A Machine Learning–based Analysis of Alleged Marketing Misrepresentations

Litigation involving alleged marketing misrepresentations requires an examination of the at-issue content. The most robust analyses of this content are systematic and objective. One state-of-the-art approach that satisfies these criteria leverages machine learning models and exemplars, which represent the type of at-issue content.

Hypothetical case study

To illustrate the value of machine learning, consider the following fictional case. Client Foods Inc. (CFI) manufactures products sold in grocery stores. Plaintiffs allege that CFI marketed its products containing numerous unhealthy ingredients in a way that gave reasonable consumers the impression that the products were healthy. CFI must show that its marketing materials did not misrepresent the nutritional value of its products to consumers.

A simple approach

Prior to the mainstream adaptation of machine learning approaches and the wide availability of third-party marketing materials through social media, an analysis of marketing content may have been limited to a keyword search. One keyword analysis might compare the number of materials that include references to terms like “healthy,” “low-fat,” or “nourish” to the number of materials without such terms.

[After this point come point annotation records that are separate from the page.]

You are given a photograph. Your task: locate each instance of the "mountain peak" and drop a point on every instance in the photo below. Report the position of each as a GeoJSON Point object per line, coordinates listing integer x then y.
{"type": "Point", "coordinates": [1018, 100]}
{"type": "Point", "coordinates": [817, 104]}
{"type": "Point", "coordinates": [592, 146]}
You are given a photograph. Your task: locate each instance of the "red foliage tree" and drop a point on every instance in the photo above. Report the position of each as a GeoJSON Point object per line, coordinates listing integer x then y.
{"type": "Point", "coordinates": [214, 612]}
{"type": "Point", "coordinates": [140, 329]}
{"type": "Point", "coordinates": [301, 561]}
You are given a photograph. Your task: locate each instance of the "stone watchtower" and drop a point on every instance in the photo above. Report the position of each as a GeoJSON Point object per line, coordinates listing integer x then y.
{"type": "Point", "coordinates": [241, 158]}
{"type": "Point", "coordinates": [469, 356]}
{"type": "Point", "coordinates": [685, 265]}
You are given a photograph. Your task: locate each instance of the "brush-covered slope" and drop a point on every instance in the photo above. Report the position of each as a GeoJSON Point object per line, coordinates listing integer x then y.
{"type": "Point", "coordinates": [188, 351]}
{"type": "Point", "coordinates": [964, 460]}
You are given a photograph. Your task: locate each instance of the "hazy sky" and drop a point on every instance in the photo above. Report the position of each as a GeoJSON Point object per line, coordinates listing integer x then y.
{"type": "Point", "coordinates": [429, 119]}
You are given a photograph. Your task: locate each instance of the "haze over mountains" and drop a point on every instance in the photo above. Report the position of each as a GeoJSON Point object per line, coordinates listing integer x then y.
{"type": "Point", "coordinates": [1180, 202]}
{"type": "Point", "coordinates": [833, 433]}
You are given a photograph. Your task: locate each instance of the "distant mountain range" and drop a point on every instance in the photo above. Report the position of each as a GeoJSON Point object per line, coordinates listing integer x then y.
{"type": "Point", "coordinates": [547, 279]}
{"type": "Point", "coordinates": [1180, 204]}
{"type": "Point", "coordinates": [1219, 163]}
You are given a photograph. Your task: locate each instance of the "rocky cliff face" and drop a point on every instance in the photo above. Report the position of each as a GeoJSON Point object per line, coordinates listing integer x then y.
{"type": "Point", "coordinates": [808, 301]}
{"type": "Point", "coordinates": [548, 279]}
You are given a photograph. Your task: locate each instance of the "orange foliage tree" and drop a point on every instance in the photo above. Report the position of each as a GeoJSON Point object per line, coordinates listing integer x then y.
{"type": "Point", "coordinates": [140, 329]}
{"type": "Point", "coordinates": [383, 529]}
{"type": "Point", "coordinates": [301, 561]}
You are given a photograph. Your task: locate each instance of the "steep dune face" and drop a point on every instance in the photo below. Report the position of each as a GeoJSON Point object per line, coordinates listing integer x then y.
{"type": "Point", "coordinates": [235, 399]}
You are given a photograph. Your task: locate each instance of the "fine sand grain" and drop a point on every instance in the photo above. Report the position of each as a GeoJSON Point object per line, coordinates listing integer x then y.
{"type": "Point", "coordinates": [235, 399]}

While this approach would successfully provide a quantitative measure of the degree to which CFI emphasized the healthfulness of its products in its marketing materials, it suffers from several shortcomings. First, compiling a complete list of health-related terms may be impossible. Furthermore, constructing this lexicon may reflect the researcher’s subjectivity in determining which terms truly pertain to the type of health concerns that resonate with consumers. And regardless of the completeness and objectivity of the lexicon, a keyword search necessarily limits the analysis to text, ignoring other marketing media (e.g., images).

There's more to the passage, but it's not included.